4.5. In definitiva, ad avviso del Collegio, nel caso in esame il diniego espresso in ordine alla domanda di sanatoria contiene una valutazione congruamente motivata che appare soddisfare i requisiti minimali della motivazione, essendo sufficiente, alla stregua di quanto appena evidenziato, l’affermazione che il manufatto in questione non è compatibile con il contesto ambientale per i materiali utilizzati e la tipologia costruttiva.

5. Sulla scorta delle suesposte considerazioni devono, pertanto, essere disattese tutte le censure relative al diniego di condono, nonché tutte le censure di invalidità derivata dedotte in relazione all’ordinanza di demolizione.

6. Vanno quindi disattesi, anche i motivi di ricorso – da trattarsi congiuntamente - relativi all’ordinanza di demolizione che costituisce atto dovuto e consequenziale al diniego di condono.

6.1. Per quanto concerne il rilievo inerente l'omessa acquisizione del parere della Commissione edilizia integrata, va rilevato che in sede di emanazione di ordinanza di demolizione di opere abusive in area vincolata non occorre acquisire il parere della CEI, dal momento che l'ordine di ripristino discende dall'applicazione della disciplina edilizia vigente e non costituisce affatto irrogazione di sanzioni derivanti dalla violazione di disposizioni a tutela del paesaggio, con il corollario che il potere di disporre la demolizione di opere abusive rientra nei poteri sanzionatori edilizi di competenza del Comune.

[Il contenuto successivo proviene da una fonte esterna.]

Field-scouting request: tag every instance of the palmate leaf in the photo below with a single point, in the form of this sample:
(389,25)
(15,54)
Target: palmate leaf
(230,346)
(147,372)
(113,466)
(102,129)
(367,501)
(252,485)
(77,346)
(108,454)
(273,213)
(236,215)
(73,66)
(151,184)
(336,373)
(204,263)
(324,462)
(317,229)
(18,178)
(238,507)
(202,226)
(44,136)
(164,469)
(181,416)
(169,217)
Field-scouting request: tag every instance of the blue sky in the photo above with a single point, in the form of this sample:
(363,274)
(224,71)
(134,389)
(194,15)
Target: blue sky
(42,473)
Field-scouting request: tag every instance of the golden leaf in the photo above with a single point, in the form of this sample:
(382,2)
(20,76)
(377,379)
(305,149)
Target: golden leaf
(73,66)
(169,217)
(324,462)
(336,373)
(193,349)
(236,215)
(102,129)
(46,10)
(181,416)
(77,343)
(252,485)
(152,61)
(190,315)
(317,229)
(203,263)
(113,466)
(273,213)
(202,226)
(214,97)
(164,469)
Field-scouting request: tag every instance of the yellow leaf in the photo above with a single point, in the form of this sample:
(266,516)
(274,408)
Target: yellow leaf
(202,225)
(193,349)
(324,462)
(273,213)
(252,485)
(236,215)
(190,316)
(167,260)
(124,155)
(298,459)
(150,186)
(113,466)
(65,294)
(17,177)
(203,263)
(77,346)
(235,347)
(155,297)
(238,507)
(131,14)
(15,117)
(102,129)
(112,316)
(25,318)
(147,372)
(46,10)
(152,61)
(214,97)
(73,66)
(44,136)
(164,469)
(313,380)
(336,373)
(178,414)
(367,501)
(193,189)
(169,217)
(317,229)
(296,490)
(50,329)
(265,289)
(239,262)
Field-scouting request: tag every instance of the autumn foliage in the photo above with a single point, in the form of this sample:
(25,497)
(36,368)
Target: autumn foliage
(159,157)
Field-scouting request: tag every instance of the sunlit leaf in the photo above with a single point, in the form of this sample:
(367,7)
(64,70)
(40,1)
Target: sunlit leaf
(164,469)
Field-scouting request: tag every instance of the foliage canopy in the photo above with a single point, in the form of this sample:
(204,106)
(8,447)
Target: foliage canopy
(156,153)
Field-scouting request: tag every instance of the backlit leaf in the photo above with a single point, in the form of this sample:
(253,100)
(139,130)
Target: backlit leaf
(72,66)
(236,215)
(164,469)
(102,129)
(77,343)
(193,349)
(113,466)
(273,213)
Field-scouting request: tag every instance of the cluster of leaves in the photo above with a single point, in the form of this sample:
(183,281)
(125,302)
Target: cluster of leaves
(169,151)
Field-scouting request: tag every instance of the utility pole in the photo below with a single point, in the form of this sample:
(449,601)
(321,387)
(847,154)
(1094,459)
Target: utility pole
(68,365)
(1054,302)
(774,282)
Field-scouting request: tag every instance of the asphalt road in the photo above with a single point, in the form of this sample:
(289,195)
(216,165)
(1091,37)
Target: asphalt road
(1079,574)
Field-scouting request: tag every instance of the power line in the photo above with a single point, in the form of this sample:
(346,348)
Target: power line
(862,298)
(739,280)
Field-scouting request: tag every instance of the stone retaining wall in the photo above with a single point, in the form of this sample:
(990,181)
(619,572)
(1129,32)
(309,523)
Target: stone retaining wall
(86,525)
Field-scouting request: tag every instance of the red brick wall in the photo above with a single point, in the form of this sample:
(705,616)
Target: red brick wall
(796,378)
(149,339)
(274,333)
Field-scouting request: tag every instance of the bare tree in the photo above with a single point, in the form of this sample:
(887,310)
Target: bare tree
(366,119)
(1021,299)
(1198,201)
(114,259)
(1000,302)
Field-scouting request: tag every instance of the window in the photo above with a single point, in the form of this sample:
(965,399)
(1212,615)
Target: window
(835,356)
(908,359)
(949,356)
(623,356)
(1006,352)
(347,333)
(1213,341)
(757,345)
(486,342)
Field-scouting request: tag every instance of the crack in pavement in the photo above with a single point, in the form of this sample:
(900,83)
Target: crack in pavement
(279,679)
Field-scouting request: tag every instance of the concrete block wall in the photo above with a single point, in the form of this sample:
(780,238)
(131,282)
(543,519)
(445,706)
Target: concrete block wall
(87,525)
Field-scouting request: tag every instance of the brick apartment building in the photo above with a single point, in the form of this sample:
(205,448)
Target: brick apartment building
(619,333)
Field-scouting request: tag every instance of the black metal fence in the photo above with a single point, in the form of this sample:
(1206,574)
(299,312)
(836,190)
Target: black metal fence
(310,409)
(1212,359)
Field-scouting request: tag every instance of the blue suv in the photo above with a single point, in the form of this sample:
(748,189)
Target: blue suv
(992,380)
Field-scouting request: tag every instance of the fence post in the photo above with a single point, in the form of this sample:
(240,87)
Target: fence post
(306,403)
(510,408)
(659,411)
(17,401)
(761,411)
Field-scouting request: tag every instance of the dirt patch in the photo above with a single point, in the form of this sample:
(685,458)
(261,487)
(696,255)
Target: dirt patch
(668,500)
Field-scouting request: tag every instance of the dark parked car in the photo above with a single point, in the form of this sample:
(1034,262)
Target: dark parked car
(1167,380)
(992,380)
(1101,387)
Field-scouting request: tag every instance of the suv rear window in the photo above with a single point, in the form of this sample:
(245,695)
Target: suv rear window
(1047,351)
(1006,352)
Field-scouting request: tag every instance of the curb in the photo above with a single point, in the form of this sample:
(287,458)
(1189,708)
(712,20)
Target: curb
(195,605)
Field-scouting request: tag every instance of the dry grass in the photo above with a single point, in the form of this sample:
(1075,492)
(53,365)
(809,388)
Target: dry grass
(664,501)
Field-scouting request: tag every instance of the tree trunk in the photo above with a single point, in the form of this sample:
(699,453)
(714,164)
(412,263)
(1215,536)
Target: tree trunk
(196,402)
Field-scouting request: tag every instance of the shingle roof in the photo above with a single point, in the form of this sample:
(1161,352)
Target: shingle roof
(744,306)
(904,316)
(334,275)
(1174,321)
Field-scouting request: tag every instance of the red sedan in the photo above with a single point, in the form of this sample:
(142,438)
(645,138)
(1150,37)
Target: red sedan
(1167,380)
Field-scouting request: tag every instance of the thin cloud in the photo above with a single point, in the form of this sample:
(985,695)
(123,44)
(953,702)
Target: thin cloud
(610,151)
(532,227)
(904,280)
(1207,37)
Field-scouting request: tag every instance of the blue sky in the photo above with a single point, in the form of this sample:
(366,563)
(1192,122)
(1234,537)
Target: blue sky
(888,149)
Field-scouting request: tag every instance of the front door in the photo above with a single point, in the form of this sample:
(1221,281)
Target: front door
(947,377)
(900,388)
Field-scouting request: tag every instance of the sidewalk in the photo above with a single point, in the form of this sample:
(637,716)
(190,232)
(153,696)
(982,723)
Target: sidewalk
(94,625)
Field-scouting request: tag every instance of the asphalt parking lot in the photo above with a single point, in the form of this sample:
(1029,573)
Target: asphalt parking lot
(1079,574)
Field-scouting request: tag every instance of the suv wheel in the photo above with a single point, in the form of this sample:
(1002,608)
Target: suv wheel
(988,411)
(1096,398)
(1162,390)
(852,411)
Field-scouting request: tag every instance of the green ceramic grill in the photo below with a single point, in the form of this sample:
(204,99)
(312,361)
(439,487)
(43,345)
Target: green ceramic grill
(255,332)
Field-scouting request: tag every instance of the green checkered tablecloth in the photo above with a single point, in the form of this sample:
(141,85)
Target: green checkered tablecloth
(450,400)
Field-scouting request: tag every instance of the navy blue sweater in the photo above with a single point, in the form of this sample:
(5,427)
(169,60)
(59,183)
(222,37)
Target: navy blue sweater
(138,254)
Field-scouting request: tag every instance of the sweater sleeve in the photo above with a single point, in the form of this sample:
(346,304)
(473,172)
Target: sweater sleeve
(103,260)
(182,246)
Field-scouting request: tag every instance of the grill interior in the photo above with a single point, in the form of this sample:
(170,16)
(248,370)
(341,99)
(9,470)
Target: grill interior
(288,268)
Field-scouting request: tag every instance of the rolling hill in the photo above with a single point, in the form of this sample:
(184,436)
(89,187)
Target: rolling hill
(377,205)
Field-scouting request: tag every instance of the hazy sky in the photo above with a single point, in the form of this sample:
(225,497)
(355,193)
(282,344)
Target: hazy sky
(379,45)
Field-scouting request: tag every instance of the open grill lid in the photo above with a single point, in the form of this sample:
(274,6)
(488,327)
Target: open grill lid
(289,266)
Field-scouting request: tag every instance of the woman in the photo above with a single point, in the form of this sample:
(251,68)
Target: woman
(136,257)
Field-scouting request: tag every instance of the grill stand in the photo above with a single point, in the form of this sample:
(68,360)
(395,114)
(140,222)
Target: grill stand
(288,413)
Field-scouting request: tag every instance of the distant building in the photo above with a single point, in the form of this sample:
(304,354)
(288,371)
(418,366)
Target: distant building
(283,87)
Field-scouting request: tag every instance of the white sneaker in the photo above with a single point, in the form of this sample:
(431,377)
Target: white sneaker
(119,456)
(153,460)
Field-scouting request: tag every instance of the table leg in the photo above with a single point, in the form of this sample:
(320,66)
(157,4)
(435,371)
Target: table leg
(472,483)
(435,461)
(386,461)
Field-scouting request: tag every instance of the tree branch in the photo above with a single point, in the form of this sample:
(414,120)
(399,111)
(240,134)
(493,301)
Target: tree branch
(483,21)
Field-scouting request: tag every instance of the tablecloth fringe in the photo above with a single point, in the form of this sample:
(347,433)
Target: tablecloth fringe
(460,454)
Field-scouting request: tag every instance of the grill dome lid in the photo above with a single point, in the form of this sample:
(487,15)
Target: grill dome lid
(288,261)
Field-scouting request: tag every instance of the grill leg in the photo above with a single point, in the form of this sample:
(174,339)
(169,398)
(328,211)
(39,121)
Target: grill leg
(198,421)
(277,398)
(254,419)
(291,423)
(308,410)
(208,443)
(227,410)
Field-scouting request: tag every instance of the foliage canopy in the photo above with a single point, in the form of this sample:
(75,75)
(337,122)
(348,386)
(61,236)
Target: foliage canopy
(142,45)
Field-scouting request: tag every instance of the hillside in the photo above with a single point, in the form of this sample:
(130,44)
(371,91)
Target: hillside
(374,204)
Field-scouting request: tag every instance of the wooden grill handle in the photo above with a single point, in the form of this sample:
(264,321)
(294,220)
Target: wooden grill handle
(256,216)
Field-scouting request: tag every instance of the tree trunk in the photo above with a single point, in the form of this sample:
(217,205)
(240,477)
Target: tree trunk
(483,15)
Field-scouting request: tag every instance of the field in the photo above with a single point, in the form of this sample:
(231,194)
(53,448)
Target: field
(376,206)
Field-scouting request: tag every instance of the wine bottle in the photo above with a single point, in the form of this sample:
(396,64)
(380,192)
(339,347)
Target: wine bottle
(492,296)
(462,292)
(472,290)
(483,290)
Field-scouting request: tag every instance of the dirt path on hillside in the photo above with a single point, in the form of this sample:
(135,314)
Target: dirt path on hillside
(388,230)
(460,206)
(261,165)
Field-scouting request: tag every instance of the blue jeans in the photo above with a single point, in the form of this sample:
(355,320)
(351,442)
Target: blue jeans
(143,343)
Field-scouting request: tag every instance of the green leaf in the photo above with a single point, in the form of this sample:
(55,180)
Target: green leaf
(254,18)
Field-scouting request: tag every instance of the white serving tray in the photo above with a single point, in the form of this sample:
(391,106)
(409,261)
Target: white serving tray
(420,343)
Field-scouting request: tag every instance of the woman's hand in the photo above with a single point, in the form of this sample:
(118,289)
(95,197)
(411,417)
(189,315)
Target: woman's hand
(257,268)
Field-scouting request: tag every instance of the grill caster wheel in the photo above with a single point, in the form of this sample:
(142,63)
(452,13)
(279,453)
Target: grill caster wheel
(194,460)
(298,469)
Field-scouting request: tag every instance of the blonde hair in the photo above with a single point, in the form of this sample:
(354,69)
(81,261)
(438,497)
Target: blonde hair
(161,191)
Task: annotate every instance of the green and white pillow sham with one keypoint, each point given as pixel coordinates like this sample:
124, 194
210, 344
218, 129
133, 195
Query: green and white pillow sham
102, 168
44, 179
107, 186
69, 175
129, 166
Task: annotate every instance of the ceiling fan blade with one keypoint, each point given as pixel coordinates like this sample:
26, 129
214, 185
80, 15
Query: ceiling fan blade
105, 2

6.2. Parimenti infondata è la censura con la quale si assume la natura pertinenziale dei manufatti in questione, atteso che la giurisprudenza distingue il concetto di pertinenza previsto dal diritto civile (art. 817 ss. c.c.) da quello inteso in senso urbanistico (art. 7, comma 2, lett. a) del d.l. 23.1.1982 n. 9, convertito nella L. 25.3.1982, n. 94) per cui non assumono carattere di pertinenza quelle costruzioni che, pur potendo essere qualificate come beni pertinenziali secondo la normativa civilistica, sono suscettibili di svolgere una funzione autonoma rispetto ad altra costruzione, con conseguente loro assoggettamento al regime concessorio, come nel caso di un intervento edilizio che non sia coessenziale al bene principale e che possa essere successivamente utilizzato in modo autonomo e separato. (cfr. TAR Lombardia, Milano, sez. II, 11.2.2005, n. 365). In tale ottica non può essere riconosciuta, nei confronti dei manufatti in questione, la qualifica di pertinenza atteso anche che si tratta di interventi di non modesta entità.

6.3. Infine, se è vero che l'art. 7 della legge n. 47/1985 - ora trasfuso nell'art. 31 del D.P.R. n. 380/2001 -, correttamente applicato ratione temporis alla fattispecie in esame, fa riferimento, al fine di individuare il destinatario delle misure repressive di abusi edilizi, al responsabile dell' abuso, va evidenziato che la giurisprudenza ha precisato che nei riguardi del proprietario dell'area di sedime e della costruzione dell'immobile sul quale sono eseguite le opere abusive esiste pur sempre una presunzione di responsabilità per gli abusi edilizi accertati, presunzione che può essere vinta dall'interessato solo dimostrando la sua estraneità all' abuso (cfr. Cons. Stato, sez. V, 1.10.1999, n. 1228;
Cons. Stato, sez. V, 28.1.1993, n. 178). Ne discende, pertanto, che il destinatario dell'ordinanza di demolizione è stato correttamente individuato nella ricorrente, avente causa dell’originario proprietario e coniuge dello stesso.

7. Sussistono, peraltro, giustificati motivi, in considerazione del mutamento degli orientamenti giurisprudenziali succedutisi nelle more del giudizio, per compensare integralmente tra le parti le spese di lite.